Key West: BP forged ahead yesterday with efforts to stem its leaking Gulf of Mexico oil well, amid fears powerful currents were pushing the slick toward prized US tourist resorts and fisheries.
The London energy giant, which has seen its reputation battered and market value cut by $30 billion (Dh110 billion) due to the disaster, said it expected to increase the amount of oil captured from its blown well as it worked on a permanent fix.
A siphon tube inserted into the well was capturing an estimated 2,000 barrels (318,000 litres) per day from the ruptured undersea well, about 40 per cent of the amount that was gushing into the surrounding waters, BP said.

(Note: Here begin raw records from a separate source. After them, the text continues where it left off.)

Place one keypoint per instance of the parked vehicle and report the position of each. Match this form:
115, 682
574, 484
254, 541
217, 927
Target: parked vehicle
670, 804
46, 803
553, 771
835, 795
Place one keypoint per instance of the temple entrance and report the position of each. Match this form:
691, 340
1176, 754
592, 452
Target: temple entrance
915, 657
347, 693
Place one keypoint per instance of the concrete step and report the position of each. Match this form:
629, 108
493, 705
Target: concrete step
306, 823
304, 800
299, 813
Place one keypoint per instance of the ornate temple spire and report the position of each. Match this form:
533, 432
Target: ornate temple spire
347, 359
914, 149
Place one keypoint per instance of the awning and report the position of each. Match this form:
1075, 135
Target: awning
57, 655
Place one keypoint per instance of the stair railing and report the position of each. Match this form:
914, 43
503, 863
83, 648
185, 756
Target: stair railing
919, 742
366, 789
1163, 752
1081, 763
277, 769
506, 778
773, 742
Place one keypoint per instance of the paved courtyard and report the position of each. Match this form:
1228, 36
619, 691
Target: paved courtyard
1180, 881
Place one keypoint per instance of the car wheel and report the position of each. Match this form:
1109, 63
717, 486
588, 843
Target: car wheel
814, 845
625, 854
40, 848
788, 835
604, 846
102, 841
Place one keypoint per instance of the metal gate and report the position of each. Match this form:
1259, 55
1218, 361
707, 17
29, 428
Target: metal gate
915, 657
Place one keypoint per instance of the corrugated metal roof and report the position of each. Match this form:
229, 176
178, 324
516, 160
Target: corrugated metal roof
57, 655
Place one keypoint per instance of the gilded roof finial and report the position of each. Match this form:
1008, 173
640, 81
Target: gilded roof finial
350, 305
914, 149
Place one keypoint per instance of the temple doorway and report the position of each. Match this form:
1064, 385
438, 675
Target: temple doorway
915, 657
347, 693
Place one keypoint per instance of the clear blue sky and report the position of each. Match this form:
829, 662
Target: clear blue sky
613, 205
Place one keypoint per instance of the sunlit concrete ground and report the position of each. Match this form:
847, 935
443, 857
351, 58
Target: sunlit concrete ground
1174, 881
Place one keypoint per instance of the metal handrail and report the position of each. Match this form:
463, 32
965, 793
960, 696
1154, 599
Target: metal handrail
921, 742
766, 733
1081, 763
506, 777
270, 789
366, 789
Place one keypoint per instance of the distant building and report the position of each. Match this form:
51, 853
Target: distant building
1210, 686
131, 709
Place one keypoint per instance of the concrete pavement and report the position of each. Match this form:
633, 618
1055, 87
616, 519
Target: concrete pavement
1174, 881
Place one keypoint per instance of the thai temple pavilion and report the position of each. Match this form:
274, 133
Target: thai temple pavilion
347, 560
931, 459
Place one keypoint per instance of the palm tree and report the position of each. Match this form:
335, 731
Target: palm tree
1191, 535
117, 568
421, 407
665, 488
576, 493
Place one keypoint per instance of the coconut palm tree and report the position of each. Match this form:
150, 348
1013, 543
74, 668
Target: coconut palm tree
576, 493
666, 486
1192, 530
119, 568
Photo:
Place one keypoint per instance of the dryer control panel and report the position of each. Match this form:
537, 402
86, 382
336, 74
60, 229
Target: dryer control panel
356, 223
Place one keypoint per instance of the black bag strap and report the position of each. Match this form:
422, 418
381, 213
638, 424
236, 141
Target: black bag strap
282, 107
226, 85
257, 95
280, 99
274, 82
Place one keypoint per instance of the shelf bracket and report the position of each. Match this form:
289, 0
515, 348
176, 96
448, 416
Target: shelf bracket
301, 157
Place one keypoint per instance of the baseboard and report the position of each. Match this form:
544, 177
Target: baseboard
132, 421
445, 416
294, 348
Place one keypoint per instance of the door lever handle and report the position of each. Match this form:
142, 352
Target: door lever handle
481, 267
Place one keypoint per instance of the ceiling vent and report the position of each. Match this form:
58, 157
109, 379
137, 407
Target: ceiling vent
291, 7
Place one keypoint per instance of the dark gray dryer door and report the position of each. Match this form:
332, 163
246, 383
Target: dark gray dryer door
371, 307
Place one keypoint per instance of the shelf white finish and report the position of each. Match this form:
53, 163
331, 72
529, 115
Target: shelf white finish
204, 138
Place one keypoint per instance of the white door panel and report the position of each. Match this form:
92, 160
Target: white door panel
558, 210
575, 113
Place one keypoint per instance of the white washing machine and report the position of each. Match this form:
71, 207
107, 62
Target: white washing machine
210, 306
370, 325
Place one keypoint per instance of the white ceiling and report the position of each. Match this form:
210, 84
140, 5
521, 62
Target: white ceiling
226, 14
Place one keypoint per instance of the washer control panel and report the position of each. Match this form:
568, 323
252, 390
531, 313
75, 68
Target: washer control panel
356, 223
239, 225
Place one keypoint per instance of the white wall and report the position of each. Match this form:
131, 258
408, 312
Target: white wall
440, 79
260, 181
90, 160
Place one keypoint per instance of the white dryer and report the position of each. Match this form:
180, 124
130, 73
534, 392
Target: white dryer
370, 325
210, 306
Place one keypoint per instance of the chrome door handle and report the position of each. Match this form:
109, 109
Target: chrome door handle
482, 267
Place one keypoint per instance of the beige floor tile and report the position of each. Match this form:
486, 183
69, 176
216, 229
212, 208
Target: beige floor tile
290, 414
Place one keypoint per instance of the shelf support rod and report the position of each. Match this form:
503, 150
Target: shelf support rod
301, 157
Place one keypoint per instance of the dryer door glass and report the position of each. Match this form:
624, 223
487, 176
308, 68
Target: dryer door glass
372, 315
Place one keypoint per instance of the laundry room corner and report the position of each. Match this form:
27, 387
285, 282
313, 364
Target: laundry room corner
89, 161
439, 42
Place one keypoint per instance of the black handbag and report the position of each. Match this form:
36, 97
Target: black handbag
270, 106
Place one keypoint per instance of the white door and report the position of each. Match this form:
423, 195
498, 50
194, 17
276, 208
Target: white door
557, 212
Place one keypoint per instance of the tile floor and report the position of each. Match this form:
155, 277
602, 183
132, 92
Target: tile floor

Its progress was being closely watched by the Obama administration, which has taken a tough line on BP and other companies involved in the spill.
Gulf Coast residents, whose livelihood and way of life are threatened, are also watching closely.
Environmentalists warned that the spill could prove worse than the 1989 Exxon Valdez disaster off Alaska — the worst such incident in US history — and bring an ecological and economic calamity to the Gulf region.
In a sign of the BP incident's widening environmental impact, the US nearly doubled a no-fishing zone in waters affected by the oil gushing from the blown well.
The no-fishing zone now extends to 19 per cent of US Gulf waters.
Tests were being done on tar balls found on a Key West island resort to see if they came from the BP well, as Florida braced for the spill's potential impact on its $60 billion-a-year tourism industry.
Oil debris and tar balls have been reported in Louisiana, Alabama and Mississippi. "No one knows where the tar balls are from, but they predict doom and gloom," said Charlie Bauer, of Key West.